Unicentric Castleman disease (UCD): surgical excision is curative in almost all cases of UCD. If complete resection is not possible or curative, the above treatments for iMCD may also be used to treat UCD.

HHV-8-associated Multicentric Castleman disease (HHV-8-associated MCD): rituximab is highly effective in treating HHV-8-associated MCD. Occasionally, etoposide, liposomal doxorubicin, and/or antivirals are also used.
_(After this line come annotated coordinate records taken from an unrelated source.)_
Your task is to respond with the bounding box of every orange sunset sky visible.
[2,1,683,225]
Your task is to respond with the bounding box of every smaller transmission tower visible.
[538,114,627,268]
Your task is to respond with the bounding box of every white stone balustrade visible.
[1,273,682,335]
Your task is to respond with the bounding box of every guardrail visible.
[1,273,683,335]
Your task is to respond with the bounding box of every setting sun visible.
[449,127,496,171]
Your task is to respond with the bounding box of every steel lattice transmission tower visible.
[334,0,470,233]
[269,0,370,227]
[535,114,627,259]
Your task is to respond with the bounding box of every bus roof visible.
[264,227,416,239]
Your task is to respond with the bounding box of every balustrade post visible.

POEMS-associated Multicentric Castleman disease (POEMS-associated MCD): For patients with a dominant sclerotic plasmacytoma, first line therapy is irradiation. Radiation to an isolated plasmacytoma is often curative (Dispenzieri, 2017). Corticosteroids are temporizing. Low dose conventional chemotherapy or high dose chemotherapy with autologous stem cell transplantation can be used if monoclonal plasma cells have spread throughout the body (Dispenzieri, 2015).

This therapeutic target database was last updated 6/2017. 
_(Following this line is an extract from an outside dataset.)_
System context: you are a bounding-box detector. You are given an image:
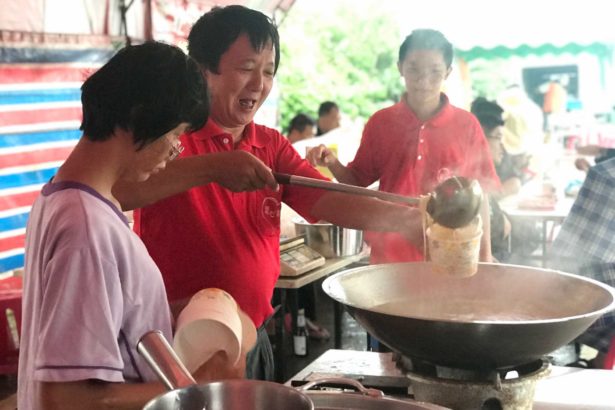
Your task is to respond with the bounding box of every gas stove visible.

Please note that the Therapeutics Target Dashboard is for informational purposes only. The content is an aggregate of publicly available research studies and is not intended to be taken as medical advice. The Therapeutics Target Dashboard includes various targets of treatment options that have been used in idiopathic multicentric Castleman disease (iMCD) patients. Molecular evidence is generated by basic research studies to discover differences in genes, proteins and signaling pathways. The case reports included in the Dashboard were all published and included descriptions of the indicated therapeutic agent used in an iMCD patient and how the patient responded to the treatment. Clinical trials are conducted to test a therapeutic agent relevant to the target of interest in iMCD patients. Please consult your physician before pursuing any of these treatment options.